Do not fine-tune until you have evaluated the retrieval layer. Most "the model is dumb on our domain" reports are retrieval failures dressed up as model failures.
The real cases for fine-tuning, in order of how often they're the right call:
- Format / style constraints — the customer needs a very specific output structure that prompting alone is not nailing. Small adapter fine-tune on a few hundred examples. Cheap, fast.
- Domain language — the corpus has heavy domain-specific terminology the base model handles awkwardly. Fine-tune on a representative span of the corpus. Verify with a real eval, not a smile test.
- Cost-driven distillation — at scale, distill a frontier model's behaviour into a smaller model that can serve cheaper. Worth the work when the per-token bill is the dominant cost line.
Almost never the right call:
- "To make the model 'know' our facts" — RAG handles this with no training and stays current.
- "Because frontier models hallucinate" — they will hallucinate after fine-tuning too. Constrain with retrieval, refusal, and evaluation. See the concepts glossary.
Build vs. buy at this layer
Default: buy. Frontier model training is a capital-intensive R&D enterprise. The customer is not in that business; we are not in that business. Buy Claude, GPT, Gemini, Titan, Cohere. Wrap them behind the thin abstraction. Swap as the eval indicates.
Things to build at this layer:
- The model abstraction. ~50 lines of code. Names the per-task model choices; logs every call; flips with config.
- The model-version tracking. Every inference trace records the model ID + version. Required for reproducibility and audit.
- The cost telemetry. Token counts and per-task costs tagged by engagement and workload. See Layer 08.
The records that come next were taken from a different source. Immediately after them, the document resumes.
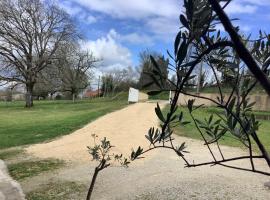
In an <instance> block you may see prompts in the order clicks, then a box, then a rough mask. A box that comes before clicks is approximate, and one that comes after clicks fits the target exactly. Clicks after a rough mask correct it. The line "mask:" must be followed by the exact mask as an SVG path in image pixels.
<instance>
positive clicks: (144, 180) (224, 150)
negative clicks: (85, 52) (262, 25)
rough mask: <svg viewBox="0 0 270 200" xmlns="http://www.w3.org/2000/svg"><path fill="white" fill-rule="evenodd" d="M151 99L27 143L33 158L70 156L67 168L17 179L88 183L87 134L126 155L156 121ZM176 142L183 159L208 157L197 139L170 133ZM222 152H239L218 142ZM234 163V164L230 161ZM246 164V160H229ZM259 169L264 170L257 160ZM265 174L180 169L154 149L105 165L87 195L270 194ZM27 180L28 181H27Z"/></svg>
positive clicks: (194, 169)
mask: <svg viewBox="0 0 270 200" xmlns="http://www.w3.org/2000/svg"><path fill="white" fill-rule="evenodd" d="M154 107H155V104H151V103H138V104H134V105H131V106H128V107H126V108H124V109H122V110H120V111H116V112H114V113H111V114H108V115H106V116H104V117H101V118H99V119H98V120H96V121H95V122H92V123H90V124H89V125H87V126H85V127H84V128H82V129H80V130H78V131H76V132H75V133H73V134H71V135H68V136H64V137H62V138H59V139H58V140H55V141H52V142H49V143H45V144H38V145H33V146H31V147H29V148H28V149H27V151H28V153H31V154H33V155H34V156H36V157H41V158H47V157H53V158H59V159H65V160H68V161H70V165H69V167H67V168H65V169H63V170H59V171H57V172H56V173H54V174H47V175H46V176H40V177H35V178H33V179H31V180H29V181H26V182H24V183H22V186H23V189H24V190H25V191H26V192H27V191H30V190H32V189H33V187H32V185H33V183H37V182H40V181H41V180H42V181H44V180H48V179H50V180H51V179H54V180H57V181H58V180H64V181H77V182H80V183H84V184H86V185H88V184H89V182H90V178H91V173H92V170H93V167H94V166H95V163H93V162H90V161H89V160H90V159H89V156H88V154H87V151H86V146H87V145H91V142H92V140H91V137H90V135H91V134H92V133H95V134H98V135H99V136H100V137H103V136H106V137H107V138H109V139H110V140H111V141H112V144H113V145H115V146H116V148H115V151H117V152H123V153H126V154H129V152H130V149H131V147H137V146H138V145H143V146H147V142H146V140H145V139H144V135H145V133H146V131H147V130H148V128H149V127H151V126H157V125H158V123H157V120H156V117H155V114H154ZM175 138H176V140H175V142H176V143H179V144H181V143H182V142H183V141H185V142H186V144H187V146H188V150H189V151H190V152H191V153H190V154H189V155H187V158H188V159H189V160H190V161H192V160H194V161H195V162H199V161H207V160H209V153H208V151H207V149H206V148H204V147H203V145H202V142H200V141H197V140H192V139H188V138H183V137H177V136H175ZM221 148H222V149H223V150H224V152H226V153H225V157H229V156H233V155H239V154H240V155H245V154H244V152H243V151H242V150H240V149H238V148H231V147H225V146H222V147H221ZM233 164H234V163H233ZM235 164H236V165H240V166H249V163H248V162H245V161H241V162H237V163H235ZM258 164H259V166H260V168H261V169H267V166H266V165H265V163H264V162H261V161H259V163H258ZM267 181H269V177H266V176H262V175H258V174H253V173H249V172H243V171H238V170H233V169H228V168H224V167H220V166H215V167H209V166H205V167H198V168H192V169H187V168H184V163H183V161H182V160H180V159H178V158H177V156H176V155H175V154H174V153H173V152H170V151H168V150H157V151H155V152H151V153H149V154H148V156H147V158H145V159H142V160H139V161H136V162H135V163H132V165H131V166H130V167H129V168H128V169H125V168H121V167H111V168H108V169H106V170H104V171H103V172H101V173H100V175H99V177H98V179H97V183H96V186H95V190H94V194H93V199H96V200H126V199H131V200H138V199H142V200H159V199H171V200H173V199H174V200H176V199H177V200H178V199H241V200H242V199H263V200H264V199H265V200H268V199H270V190H268V189H266V188H265V187H264V186H263V184H264V183H265V182H267ZM31 183H32V184H31Z"/></svg>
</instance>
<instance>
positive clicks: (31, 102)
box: [25, 83, 34, 108]
mask: <svg viewBox="0 0 270 200" xmlns="http://www.w3.org/2000/svg"><path fill="white" fill-rule="evenodd" d="M33 88H34V83H29V84H26V94H25V107H26V108H31V107H33V105H34V104H33Z"/></svg>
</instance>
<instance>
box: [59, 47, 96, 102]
mask: <svg viewBox="0 0 270 200" xmlns="http://www.w3.org/2000/svg"><path fill="white" fill-rule="evenodd" d="M66 48H67V49H68V50H64V51H65V52H64V53H63V55H62V58H61V61H60V62H59V63H60V64H59V67H60V77H61V81H62V86H61V91H63V92H70V94H71V96H72V100H73V102H74V101H75V98H76V96H77V95H78V94H79V92H80V91H82V90H84V89H86V88H87V87H88V86H89V84H90V82H89V81H90V79H91V78H92V72H91V69H93V68H94V67H95V63H96V62H98V60H97V59H95V58H94V56H93V54H92V53H90V52H88V51H81V50H79V49H78V48H76V47H74V45H71V46H70V47H66Z"/></svg>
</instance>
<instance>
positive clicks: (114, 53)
mask: <svg viewBox="0 0 270 200" xmlns="http://www.w3.org/2000/svg"><path fill="white" fill-rule="evenodd" d="M117 37H118V35H117V33H116V32H115V31H114V30H110V32H109V33H108V34H107V35H106V36H105V37H101V38H99V39H97V40H95V41H86V42H83V43H82V44H81V45H82V48H83V49H85V50H89V51H91V52H93V55H94V56H95V57H97V58H100V59H102V62H101V66H102V67H101V70H108V69H112V68H124V67H128V66H131V65H132V60H131V52H130V51H129V49H127V48H126V47H124V46H123V45H121V43H120V42H118V41H117Z"/></svg>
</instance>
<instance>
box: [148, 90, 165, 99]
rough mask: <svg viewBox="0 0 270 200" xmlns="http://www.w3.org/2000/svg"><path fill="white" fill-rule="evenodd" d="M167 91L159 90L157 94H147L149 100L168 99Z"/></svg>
mask: <svg viewBox="0 0 270 200" xmlns="http://www.w3.org/2000/svg"><path fill="white" fill-rule="evenodd" d="M169 93H170V92H168V91H166V92H161V93H159V94H157V95H149V99H150V100H169Z"/></svg>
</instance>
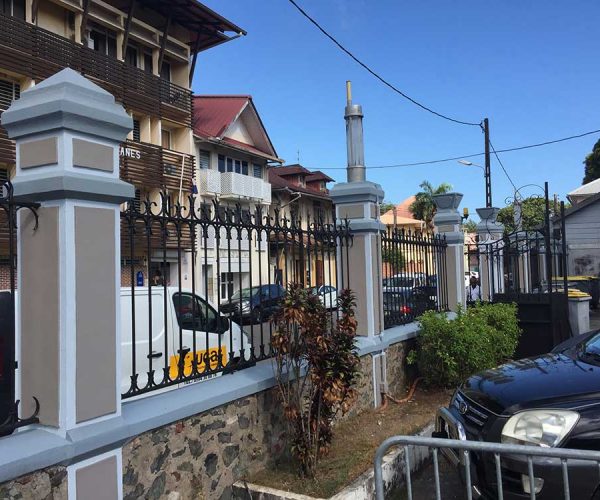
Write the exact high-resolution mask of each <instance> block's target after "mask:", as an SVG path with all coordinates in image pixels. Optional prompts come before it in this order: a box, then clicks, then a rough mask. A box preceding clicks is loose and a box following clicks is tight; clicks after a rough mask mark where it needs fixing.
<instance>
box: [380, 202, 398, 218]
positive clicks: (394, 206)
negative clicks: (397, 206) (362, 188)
mask: <svg viewBox="0 0 600 500" xmlns="http://www.w3.org/2000/svg"><path fill="white" fill-rule="evenodd" d="M395 206H396V205H395V204H394V203H392V202H390V201H386V200H383V202H382V203H381V205H379V213H380V214H381V215H383V214H384V213H386V212H387V211H388V210H392V209H393V208H394V207H395Z"/></svg>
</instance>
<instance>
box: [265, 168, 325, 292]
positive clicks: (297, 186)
mask: <svg viewBox="0 0 600 500" xmlns="http://www.w3.org/2000/svg"><path fill="white" fill-rule="evenodd" d="M269 181H270V183H271V189H272V201H271V207H270V211H271V216H272V217H273V218H277V217H278V218H285V219H287V220H288V221H290V223H291V224H294V225H298V226H301V227H302V228H304V229H306V228H308V226H309V224H313V223H317V224H332V223H333V222H335V218H334V215H333V203H332V201H331V198H330V196H329V190H328V189H327V183H329V182H333V179H332V178H331V177H329V176H328V175H327V174H325V173H323V172H321V171H320V170H309V169H307V168H305V167H303V166H302V165H299V164H294V165H285V166H281V167H274V168H270V169H269ZM310 244H311V245H312V246H313V248H314V249H315V250H314V251H313V252H310V253H307V252H301V251H300V249H299V248H298V246H297V245H293V244H290V243H289V242H287V244H284V243H282V242H281V241H272V242H270V245H271V257H272V258H273V257H274V260H275V269H274V270H273V272H274V275H275V279H276V281H278V282H279V283H280V284H282V285H284V286H285V283H284V282H283V281H284V277H283V273H282V269H287V270H288V276H287V278H285V279H287V281H294V282H296V283H302V284H304V285H305V286H307V287H313V286H318V287H321V286H335V283H336V271H335V270H336V267H335V259H336V255H335V254H334V253H331V252H330V251H329V250H327V249H325V248H322V249H320V250H319V249H318V246H319V242H317V241H312V242H310ZM290 270H291V274H292V276H290V275H289V274H290Z"/></svg>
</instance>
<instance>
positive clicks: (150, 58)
mask: <svg viewBox="0 0 600 500" xmlns="http://www.w3.org/2000/svg"><path fill="white" fill-rule="evenodd" d="M152 66H153V63H152V54H149V53H148V52H145V53H144V71H145V72H146V73H153V70H152Z"/></svg>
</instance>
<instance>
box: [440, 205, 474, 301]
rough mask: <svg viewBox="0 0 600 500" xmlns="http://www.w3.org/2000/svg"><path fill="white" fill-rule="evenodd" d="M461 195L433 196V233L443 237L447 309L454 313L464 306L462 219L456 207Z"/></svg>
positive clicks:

Things to buy at this layer:
- Foundation models themselves. Always.
- Re-rankers — Cohere Rerank, Voyage. Don't build a cross-encoder from scratch unless the eval actively requires a custom one.
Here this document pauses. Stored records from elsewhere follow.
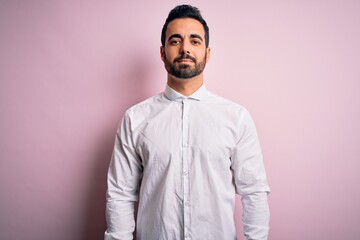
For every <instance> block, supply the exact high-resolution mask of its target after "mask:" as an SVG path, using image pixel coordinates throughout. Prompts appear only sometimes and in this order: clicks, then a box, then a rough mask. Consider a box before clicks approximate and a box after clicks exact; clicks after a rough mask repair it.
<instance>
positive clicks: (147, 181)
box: [105, 5, 269, 240]
mask: <svg viewBox="0 0 360 240" xmlns="http://www.w3.org/2000/svg"><path fill="white" fill-rule="evenodd" d="M161 41H162V46H161V47H160V54H161V59H162V61H163V62H164V65H165V68H166V71H167V72H168V75H167V86H166V89H165V92H164V93H161V94H159V95H157V96H154V97H151V98H149V99H147V100H145V101H143V102H141V103H139V104H137V105H135V106H133V107H131V108H130V109H128V110H127V111H126V113H125V115H124V117H123V119H122V122H121V124H120V126H119V129H118V131H117V137H116V140H115V147H114V152H113V156H112V160H111V163H110V167H109V172H108V191H107V208H106V213H107V223H108V229H107V231H106V232H105V239H107V240H110V239H126V240H127V239H132V238H133V232H134V229H135V220H134V203H135V202H138V213H137V221H136V237H137V239H141V240H170V239H171V240H172V239H203V240H233V239H236V231H235V224H234V218H233V214H234V201H235V193H238V194H240V195H241V196H242V203H243V223H244V234H245V236H246V238H247V239H267V235H268V224H269V209H268V204H267V194H268V193H269V187H268V184H267V181H266V174H265V170H264V166H263V161H262V155H261V150H260V146H259V141H258V138H257V134H256V129H255V126H254V124H253V121H252V120H251V117H250V115H249V113H248V112H247V110H246V109H245V108H243V107H242V106H239V105H237V104H235V103H233V102H231V101H229V100H226V99H223V98H221V97H218V96H216V95H214V94H213V93H211V92H209V91H208V90H207V89H206V88H205V86H204V80H203V70H204V68H205V65H206V63H207V62H208V61H209V57H210V48H209V28H208V26H207V24H206V22H205V20H204V19H203V18H202V16H201V15H200V12H199V10H198V9H197V8H195V7H192V6H189V5H181V6H177V7H176V8H174V9H173V10H172V11H171V12H170V13H169V16H168V18H167V20H166V22H165V24H164V27H163V31H162V36H161Z"/></svg>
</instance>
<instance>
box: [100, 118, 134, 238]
mask: <svg viewBox="0 0 360 240" xmlns="http://www.w3.org/2000/svg"><path fill="white" fill-rule="evenodd" d="M140 178H141V161H140V158H139V156H138V155H137V154H136V152H135V149H134V146H133V142H132V137H131V131H130V121H129V117H128V115H125V116H124V118H123V119H122V121H121V124H120V127H119V128H118V131H117V134H116V139H115V146H114V151H113V155H112V158H111V162H110V166H109V171H108V181H107V184H108V190H107V196H106V221H107V227H108V228H107V230H106V232H105V240H130V239H133V232H134V229H135V220H134V203H135V202H136V201H137V200H138V188H139V182H140Z"/></svg>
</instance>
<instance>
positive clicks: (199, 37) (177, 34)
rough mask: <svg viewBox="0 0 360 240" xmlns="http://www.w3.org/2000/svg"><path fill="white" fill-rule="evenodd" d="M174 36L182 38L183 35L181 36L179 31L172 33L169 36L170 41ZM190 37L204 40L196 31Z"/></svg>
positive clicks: (176, 37) (174, 36) (168, 40)
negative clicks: (175, 32) (182, 35)
mask: <svg viewBox="0 0 360 240" xmlns="http://www.w3.org/2000/svg"><path fill="white" fill-rule="evenodd" d="M173 38H181V39H182V36H181V35H180V34H178V33H175V34H172V35H171V36H170V37H169V38H168V41H170V40H171V39H173ZM190 38H198V39H200V40H201V41H203V39H202V37H201V36H200V35H198V34H195V33H193V34H190Z"/></svg>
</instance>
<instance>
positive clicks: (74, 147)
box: [0, 0, 360, 240]
mask: <svg viewBox="0 0 360 240" xmlns="http://www.w3.org/2000/svg"><path fill="white" fill-rule="evenodd" d="M150 2H151V3H150ZM214 2H215V1H214ZM214 2H210V1H205V0H204V1H192V2H191V3H192V4H194V5H195V6H198V7H199V8H200V9H201V10H202V13H203V15H204V17H205V19H206V20H207V21H208V24H209V26H210V35H211V37H210V45H211V47H212V56H211V61H210V63H209V64H208V66H207V69H206V74H205V78H206V85H207V87H208V88H209V89H210V90H211V91H213V92H215V93H217V94H220V95H223V96H225V97H227V98H230V99H232V100H234V101H236V102H238V103H241V104H242V105H244V106H246V107H247V108H248V109H249V110H250V112H251V113H252V115H253V118H254V119H255V122H256V124H257V127H258V131H259V136H260V139H261V144H262V147H263V152H264V156H265V165H266V168H267V172H268V179H269V183H270V186H271V189H272V193H271V194H270V196H269V202H270V207H271V213H272V215H271V230H270V239H272V240H304V239H326V240H333V239H342V240H343V239H346V240H352V239H359V236H360V227H359V215H360V204H359V203H360V187H359V184H360V174H359V170H360V147H359V143H360V124H359V123H360V107H359V103H360V64H359V63H360V14H359V13H360V2H359V1H356V0H354V1H351V0H338V1H330V0H327V1H325V0H323V1H321V0H317V1H316V0H315V1H302V0H297V1H285V0H284V1H229V0H223V1H221V3H220V2H218V3H214ZM179 3H181V2H180V1H168V0H157V1H142V2H141V3H140V1H60V0H53V1H45V0H44V1H20V0H17V1H10V0H9V1H6V0H2V1H1V2H0V31H1V32H0V114H1V118H0V119H1V124H0V194H1V198H0V239H6V240H8V239H9V240H11V239H16V240H18V239H28V240H39V239H52V240H64V239H67V240H73V239H74V240H75V239H83V240H92V239H101V238H102V236H103V232H104V231H105V228H106V225H105V217H104V211H105V190H106V171H107V167H108V163H109V160H110V156H111V152H112V147H113V140H114V136H115V130H116V127H117V124H118V122H119V120H120V118H121V116H122V114H123V113H124V111H125V109H126V108H128V107H129V106H131V105H133V104H135V103H136V102H138V101H140V100H142V99H145V98H147V97H149V96H151V95H153V94H156V93H158V92H160V91H162V90H163V89H164V86H165V83H166V73H165V70H164V68H163V65H162V62H161V60H160V55H159V46H160V30H161V27H162V25H163V22H164V20H165V18H166V16H167V14H168V11H169V10H170V9H172V8H173V7H174V6H175V5H177V4H179ZM238 200H239V199H238ZM237 213H238V215H237V216H236V217H235V219H236V223H237V229H238V232H239V236H241V237H239V239H243V237H242V230H241V228H242V226H241V220H240V217H239V215H240V214H241V205H240V204H239V202H237Z"/></svg>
- Embedding models — Bedrock-hosted by default. Picked by eval.
The five mistakes we see
1. Standardising on one model everywhere
Usually Claude Sonnet, GPT-4-class. Pays 4× for tasks a smaller model handles deterministically. Per-task selection takes an afternoon to set up and pays back forever.
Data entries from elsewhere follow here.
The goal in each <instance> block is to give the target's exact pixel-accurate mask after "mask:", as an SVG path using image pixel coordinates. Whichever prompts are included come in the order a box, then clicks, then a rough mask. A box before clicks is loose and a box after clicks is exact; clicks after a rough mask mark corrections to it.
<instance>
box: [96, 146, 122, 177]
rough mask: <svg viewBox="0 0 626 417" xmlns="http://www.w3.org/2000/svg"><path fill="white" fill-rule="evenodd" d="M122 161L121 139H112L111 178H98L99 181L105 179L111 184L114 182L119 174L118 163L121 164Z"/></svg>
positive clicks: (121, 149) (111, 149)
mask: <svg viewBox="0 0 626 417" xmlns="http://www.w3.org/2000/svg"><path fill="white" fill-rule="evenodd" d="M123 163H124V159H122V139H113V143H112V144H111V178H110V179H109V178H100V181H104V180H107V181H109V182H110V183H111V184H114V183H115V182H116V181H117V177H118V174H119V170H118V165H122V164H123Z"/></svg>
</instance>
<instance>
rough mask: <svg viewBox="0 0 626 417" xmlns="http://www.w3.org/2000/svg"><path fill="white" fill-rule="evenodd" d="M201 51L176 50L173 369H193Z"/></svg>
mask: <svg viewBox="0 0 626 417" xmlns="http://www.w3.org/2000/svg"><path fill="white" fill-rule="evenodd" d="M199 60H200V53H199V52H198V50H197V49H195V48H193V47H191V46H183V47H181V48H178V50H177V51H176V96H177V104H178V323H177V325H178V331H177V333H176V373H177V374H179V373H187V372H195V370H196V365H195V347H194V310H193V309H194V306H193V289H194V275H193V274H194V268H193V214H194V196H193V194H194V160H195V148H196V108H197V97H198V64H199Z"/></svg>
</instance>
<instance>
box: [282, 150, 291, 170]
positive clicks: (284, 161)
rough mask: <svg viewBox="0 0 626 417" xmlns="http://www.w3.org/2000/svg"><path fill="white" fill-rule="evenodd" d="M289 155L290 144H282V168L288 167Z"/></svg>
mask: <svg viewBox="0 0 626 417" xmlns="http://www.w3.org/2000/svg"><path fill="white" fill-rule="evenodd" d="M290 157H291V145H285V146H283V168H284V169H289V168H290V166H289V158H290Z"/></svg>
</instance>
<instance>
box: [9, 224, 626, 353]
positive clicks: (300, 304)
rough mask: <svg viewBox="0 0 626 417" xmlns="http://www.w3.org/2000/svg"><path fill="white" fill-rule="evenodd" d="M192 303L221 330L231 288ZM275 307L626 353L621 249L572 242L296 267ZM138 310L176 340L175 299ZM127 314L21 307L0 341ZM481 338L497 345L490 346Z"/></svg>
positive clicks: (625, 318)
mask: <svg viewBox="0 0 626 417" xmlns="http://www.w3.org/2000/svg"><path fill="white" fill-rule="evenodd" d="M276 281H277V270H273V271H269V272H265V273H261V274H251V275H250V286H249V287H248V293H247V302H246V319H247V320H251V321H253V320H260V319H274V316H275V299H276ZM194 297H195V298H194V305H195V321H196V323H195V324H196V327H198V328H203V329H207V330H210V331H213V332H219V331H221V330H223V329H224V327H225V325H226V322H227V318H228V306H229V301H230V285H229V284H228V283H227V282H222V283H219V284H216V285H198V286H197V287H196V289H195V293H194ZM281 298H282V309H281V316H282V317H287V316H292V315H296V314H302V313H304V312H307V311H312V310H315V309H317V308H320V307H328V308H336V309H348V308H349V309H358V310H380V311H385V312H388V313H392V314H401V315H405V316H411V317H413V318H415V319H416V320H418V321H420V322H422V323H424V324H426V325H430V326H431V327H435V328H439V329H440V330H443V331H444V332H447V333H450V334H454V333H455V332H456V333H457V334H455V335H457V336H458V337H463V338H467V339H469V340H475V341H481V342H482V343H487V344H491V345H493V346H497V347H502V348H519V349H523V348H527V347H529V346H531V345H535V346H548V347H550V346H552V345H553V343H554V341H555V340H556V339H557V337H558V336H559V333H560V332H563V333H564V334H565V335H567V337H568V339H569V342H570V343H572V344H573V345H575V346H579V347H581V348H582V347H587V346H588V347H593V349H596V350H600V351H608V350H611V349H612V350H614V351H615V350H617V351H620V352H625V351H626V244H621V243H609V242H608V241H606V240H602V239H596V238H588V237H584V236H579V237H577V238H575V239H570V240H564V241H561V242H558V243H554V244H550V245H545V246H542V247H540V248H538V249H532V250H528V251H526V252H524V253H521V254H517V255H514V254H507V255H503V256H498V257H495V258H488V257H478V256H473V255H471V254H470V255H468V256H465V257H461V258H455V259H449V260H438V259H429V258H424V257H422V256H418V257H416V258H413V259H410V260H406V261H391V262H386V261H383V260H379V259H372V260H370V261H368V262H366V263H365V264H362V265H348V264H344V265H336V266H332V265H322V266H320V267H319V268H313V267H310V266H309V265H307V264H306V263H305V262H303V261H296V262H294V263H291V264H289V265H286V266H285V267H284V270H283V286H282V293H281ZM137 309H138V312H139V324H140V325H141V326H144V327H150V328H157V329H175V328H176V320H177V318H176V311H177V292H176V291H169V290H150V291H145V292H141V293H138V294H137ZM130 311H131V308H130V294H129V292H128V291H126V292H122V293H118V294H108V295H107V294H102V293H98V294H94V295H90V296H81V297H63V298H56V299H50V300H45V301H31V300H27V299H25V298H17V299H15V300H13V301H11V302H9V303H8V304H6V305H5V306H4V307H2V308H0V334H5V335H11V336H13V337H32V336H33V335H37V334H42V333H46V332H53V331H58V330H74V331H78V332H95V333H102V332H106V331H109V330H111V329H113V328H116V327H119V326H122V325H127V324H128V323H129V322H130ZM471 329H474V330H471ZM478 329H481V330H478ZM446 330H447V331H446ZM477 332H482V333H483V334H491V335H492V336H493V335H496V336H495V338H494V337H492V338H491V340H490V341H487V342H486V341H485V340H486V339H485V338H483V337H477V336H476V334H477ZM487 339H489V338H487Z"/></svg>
2. Fine-tuning before fixing retrieval
Discussed above. The single most expensive mistake at this layer.
3. Generic model wrapper that strips features
Using a wrapper that promises portability across providers, then losing prompt caching, structured-output mode, system-prompt structure, or the right tokenizer for cost estimation. The thin abstraction wins; the all-providers-equal wrapper does not.
4. No model version in the inference log
The model bumped silently — Bedrock published a new minor version, the alias caught up — and behaviour changed. Without the version in the trace, the team is debugging blind. Pin the model version in the model ID; log the resolved version in every call.
5. Building a self-hosted GPU farm "to save money"
The math almost never works at engagement scale. We have audited deployments where the GPU TCO came out at 3-5× the Bedrock spend once amortisation, scaling overhead, and operational time were counted. The exceptions are real but rare; do the spreadsheet honestly before committing.
How it connects to the other layers
The models layer sits on top of Layer 01 (the Bedrock VPC endpoint, the IAM scoping). It consumes context from Layer 04 (without good retrieval, no model is good enough). It is graded by Layer 07 — the harness scores each task with the model that actually produced the answer, which is what makes per-task selection an evidence-based decision rather than a vibes one. Its costs surface in Layer 08 as the largest line item in most engagements.
Related: the retrieval layer reference architecture, the evaluation layer reference architecture, the tooling catalog, and the concepts & standards glossary.